Mathematics with 3D Printing

Back in September I participated in a local Pecha Kucha event on the topic of 3D printing.  Of course I talked about interactions of mathematics and 3D printing.   The video (well, slides+audio) is now online.


I’d brought along some of the models of mine and others that I’d printed.  As you may pick up from the audio, I was tossing them out into the audience.  It was all fun and games until someone lost an eye. (The one from that last post has pointy corners.)

My sincerest apologies if I either misrepresented, misattributed, or didn’t mention someone’s work.  I don’t have complete knowledge of this blooming field and surely got some things wrong and overlooked some other things.   So by all means, please contribute corrections, updates, or further information in the comments.

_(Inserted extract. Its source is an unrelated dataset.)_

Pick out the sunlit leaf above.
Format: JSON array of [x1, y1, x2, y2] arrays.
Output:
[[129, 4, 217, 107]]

PechaKucha (wikipedia) is a presentation series where the speakers have 20 slides and 2o seconds per slide.  Since a PK audience typically has an art/design/architecture bend, I surveyed how 3D printing is being used to represent mathematical ideas.  Roughly, the talk progresses from literal representations of mathematics to more abstract and artistic representations.  Of course this focused on 3d printed models, but the story easily expands into all sorts of art forms.

Anyways, below is a rough script of what I was at least planning to say together with the slides.  If you watch the video, you’ll note that at times I totally strayed far from script. Also I’ve tried to give relevant links for the pictures or models.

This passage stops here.